You know, it was a strange feeling... running out at 11:30 pm, not to get fast food (gods know I was sick of the stuff after being forced to eat it on the road), but to get VEGETABLES and other healthy ingredients to cook a wholesome meal --this was a definite change form the "old me" who would use visiting my parents as an excuse for splurging on whatever bad food I felt like eating. So, woohoo for this healthy craving.
The first challenge in BLC12 this week is to write a letter to my future-self, 8 weeks down the line. Here goes:
You did it--you stuck with this competition for 8 weeks, and I am sure you are seeing some great improvements in your health, compared to week 1 (why not let me know exactly what these improvements are in a reply?). I want to congratulate you on your progress; you are not at your long-term goal line, but by now I am sure you have blasted past your 382 lb mini-goal, and that takes a lot of hard work, dedication, and time-management skills.
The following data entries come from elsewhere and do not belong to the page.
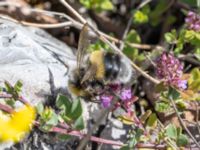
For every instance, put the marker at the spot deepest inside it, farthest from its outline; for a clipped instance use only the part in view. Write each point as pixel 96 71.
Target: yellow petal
pixel 18 125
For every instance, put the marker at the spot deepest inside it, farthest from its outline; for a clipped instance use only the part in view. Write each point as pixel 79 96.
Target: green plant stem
pixel 183 124
pixel 6 108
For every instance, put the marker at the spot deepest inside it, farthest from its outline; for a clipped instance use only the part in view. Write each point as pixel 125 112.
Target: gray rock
pixel 34 57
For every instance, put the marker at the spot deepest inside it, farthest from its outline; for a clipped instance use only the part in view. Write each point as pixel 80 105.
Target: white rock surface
pixel 27 54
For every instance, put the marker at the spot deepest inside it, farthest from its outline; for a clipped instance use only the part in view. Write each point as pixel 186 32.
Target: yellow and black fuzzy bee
pixel 96 69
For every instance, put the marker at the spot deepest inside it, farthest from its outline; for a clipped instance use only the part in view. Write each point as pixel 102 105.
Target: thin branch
pixel 74 23
pixel 183 124
pixel 112 46
pixel 167 140
pixel 121 47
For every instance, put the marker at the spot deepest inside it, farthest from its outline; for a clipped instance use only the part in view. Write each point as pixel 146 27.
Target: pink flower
pixel 182 84
pixel 169 69
pixel 126 94
pixel 193 21
pixel 106 100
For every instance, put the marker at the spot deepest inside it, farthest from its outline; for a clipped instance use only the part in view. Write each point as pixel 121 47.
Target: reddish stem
pixel 6 108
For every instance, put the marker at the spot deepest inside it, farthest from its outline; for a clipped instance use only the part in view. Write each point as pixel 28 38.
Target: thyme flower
pixel 170 70
pixel 192 21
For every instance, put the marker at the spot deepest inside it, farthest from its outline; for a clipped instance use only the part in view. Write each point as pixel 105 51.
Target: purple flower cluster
pixel 170 70
pixel 125 95
pixel 193 21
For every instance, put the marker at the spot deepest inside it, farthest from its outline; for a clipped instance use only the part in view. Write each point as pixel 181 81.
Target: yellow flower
pixel 15 127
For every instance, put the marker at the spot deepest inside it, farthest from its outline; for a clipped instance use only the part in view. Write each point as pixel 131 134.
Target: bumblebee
pixel 96 70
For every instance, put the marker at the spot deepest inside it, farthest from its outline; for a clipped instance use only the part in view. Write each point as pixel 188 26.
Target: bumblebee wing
pixel 82 45
pixel 90 73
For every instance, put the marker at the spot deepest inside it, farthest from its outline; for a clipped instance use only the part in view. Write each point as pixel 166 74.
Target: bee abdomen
pixel 112 65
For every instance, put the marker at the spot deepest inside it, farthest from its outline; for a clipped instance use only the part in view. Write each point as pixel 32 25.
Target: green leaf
pixel 40 108
pixel 162 106
pixel 79 123
pixel 106 5
pixel 156 13
pixel 152 121
pixel 171 131
pixel 76 110
pixel 18 86
pixel 182 140
pixel 173 94
pixel 53 120
pixel 132 37
pixel 63 103
pixel 192 3
pixel 11 102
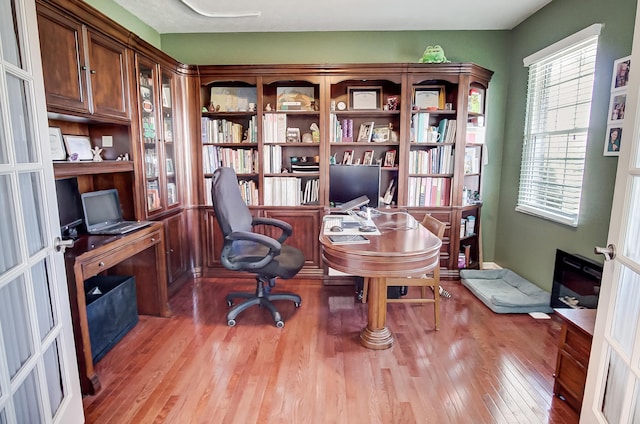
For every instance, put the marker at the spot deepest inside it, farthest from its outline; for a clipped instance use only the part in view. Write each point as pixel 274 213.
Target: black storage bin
pixel 111 314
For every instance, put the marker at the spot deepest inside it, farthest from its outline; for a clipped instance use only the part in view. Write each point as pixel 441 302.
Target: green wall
pixel 527 244
pixel 127 20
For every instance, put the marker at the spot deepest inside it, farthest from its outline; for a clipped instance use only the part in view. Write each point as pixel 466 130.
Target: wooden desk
pixel 394 253
pixel 142 254
pixel 573 354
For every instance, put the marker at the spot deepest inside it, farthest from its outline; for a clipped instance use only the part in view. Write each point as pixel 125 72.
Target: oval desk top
pixel 404 248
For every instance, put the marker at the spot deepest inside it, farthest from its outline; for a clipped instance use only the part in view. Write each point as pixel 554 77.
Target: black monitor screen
pixel 69 205
pixel 347 182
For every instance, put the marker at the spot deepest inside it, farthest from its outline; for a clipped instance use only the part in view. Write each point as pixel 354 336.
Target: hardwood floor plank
pixel 480 367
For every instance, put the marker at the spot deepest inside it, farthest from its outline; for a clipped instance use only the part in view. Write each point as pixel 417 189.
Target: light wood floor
pixel 479 368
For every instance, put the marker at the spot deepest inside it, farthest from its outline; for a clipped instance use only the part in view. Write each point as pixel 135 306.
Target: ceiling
pixel 178 16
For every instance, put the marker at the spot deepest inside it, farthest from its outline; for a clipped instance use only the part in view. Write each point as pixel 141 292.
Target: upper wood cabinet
pixel 85 73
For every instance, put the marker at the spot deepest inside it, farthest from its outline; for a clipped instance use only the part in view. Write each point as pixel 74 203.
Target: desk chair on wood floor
pixel 244 250
pixel 433 280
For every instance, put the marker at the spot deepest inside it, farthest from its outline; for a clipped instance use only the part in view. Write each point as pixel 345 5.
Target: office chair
pixel 244 250
pixel 433 280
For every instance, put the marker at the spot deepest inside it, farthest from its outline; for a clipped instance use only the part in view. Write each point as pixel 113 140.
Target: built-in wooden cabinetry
pixel 401 104
pixel 85 72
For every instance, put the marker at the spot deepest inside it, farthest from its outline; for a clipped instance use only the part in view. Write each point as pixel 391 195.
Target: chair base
pixel 262 297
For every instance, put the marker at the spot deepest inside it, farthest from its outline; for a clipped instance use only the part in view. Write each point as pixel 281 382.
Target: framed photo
pixel 365 133
pixel 612 143
pixel 347 158
pixel 295 98
pixel 56 141
pixel 365 98
pixel 78 147
pixel 621 68
pixel 170 169
pixel 381 134
pixel 390 159
pixel 367 159
pixel 429 97
pixel 617 105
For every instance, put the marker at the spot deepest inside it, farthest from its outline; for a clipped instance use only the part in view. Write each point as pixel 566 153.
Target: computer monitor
pixel 69 207
pixel 349 182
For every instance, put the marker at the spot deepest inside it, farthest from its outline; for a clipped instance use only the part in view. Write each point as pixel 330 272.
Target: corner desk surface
pixel 142 254
pixel 399 251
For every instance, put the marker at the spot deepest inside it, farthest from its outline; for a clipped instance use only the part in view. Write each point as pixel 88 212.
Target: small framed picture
pixel 612 144
pixel 617 106
pixel 390 159
pixel 170 169
pixel 78 147
pixel 56 141
pixel 621 68
pixel 381 134
pixel 365 98
pixel 367 159
pixel 429 97
pixel 365 133
pixel 347 158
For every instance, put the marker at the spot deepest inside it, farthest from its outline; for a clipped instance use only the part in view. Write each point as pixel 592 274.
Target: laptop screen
pixel 101 207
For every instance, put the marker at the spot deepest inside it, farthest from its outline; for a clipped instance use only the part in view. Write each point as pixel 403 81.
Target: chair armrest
pixel 286 228
pixel 273 245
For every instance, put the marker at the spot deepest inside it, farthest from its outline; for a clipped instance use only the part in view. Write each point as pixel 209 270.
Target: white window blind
pixel 556 126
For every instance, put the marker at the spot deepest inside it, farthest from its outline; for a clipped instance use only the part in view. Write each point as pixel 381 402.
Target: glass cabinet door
pixel 148 109
pixel 168 138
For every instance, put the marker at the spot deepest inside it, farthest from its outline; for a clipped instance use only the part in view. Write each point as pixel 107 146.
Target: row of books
pixel 272 159
pixel 248 190
pixel 224 131
pixel 429 191
pixel 243 161
pixel 274 128
pixel 433 161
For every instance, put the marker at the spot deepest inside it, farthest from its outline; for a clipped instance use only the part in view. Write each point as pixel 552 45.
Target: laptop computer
pixel 103 214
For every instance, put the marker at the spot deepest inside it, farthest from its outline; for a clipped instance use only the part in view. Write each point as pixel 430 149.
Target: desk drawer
pixel 119 253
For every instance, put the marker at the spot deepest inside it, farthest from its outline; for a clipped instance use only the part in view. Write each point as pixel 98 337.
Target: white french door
pixel 38 372
pixel 612 392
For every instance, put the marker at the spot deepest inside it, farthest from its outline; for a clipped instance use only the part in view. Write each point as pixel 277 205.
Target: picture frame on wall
pixel 365 98
pixel 614 138
pixel 56 141
pixel 429 97
pixel 78 147
pixel 620 78
pixel 617 105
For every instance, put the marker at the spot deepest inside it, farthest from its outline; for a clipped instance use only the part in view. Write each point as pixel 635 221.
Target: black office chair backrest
pixel 231 211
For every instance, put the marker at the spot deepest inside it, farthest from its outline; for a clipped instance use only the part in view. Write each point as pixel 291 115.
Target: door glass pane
pixel 14 320
pixel 27 401
pixel 4 157
pixel 42 291
pixel 625 319
pixel 55 388
pixel 21 120
pixel 11 45
pixel 32 210
pixel 615 388
pixel 9 253
pixel 632 243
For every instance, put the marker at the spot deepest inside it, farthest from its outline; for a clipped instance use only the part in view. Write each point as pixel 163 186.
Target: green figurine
pixel 433 54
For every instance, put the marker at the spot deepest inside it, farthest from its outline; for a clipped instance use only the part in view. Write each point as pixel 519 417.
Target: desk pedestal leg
pixel 376 335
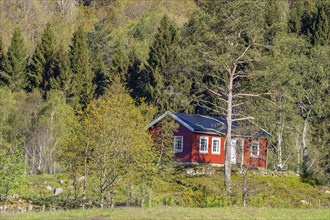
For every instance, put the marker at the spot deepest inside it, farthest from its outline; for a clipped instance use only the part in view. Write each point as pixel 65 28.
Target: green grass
pixel 176 213
pixel 266 189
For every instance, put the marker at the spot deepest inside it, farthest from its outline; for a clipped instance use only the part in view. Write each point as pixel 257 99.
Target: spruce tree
pixel 322 25
pixel 166 86
pixel 101 56
pixel 82 75
pixel 61 72
pixel 3 80
pixel 15 63
pixel 40 69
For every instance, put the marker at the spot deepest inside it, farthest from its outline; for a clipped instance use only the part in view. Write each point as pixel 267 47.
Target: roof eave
pixel 168 113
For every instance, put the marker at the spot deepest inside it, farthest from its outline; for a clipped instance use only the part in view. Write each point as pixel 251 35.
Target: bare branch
pixel 242 55
pixel 242 119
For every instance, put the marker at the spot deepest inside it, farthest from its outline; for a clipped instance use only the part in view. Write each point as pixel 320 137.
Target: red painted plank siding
pixel 208 157
pixel 185 155
pixel 191 144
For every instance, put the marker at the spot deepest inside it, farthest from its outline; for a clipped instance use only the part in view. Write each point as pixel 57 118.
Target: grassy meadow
pixel 179 195
pixel 176 213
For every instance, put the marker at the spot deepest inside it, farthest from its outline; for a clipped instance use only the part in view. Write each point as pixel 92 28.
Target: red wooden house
pixel 201 139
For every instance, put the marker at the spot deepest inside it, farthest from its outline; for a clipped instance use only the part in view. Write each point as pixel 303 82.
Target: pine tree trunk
pixel 279 147
pixel 85 179
pixel 244 187
pixel 228 135
pixel 304 146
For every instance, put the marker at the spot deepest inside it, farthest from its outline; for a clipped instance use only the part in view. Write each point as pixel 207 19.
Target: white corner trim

You know what your priorities are, and you are taking charge of your life in a very positive way.
However, I also know that you are still me--and that means you are still imperfect. You still have bad days once in a while--you probably still struggle with eating well during school. In fact, you will probably never live up to the lofty goals and time-frames you once set for yourself... you will never achieve some un-defined level of perfection that only exists in vague wishful thoughts... your life will not be perfect nor will it be stress-free after reaching your goals, and all of your problems will surely not be melting away as the scapegoat (fat) does the same.
And that is ok.
I have one request, self. I just want you to allow yourself to be imperfect and improving, instead of an unrealistic perfectionist. Can you do that for me?
Despite your perceived faults or shortcomings, you are the best me that I can be in 8 weeks. You are my triumphs, my failures, and my net progress over many baby steps forward and a few stumbles backward. Finally, I just want to say that I am proud of you for sticking with it through the hurdles, and that you are doing a great job. It just takes time. Keep it up, me!
P.S. You are a demon in the gym! Staying consistent with your strength training and running/biking is tiring, but SO worth it. YOU ROCK!!!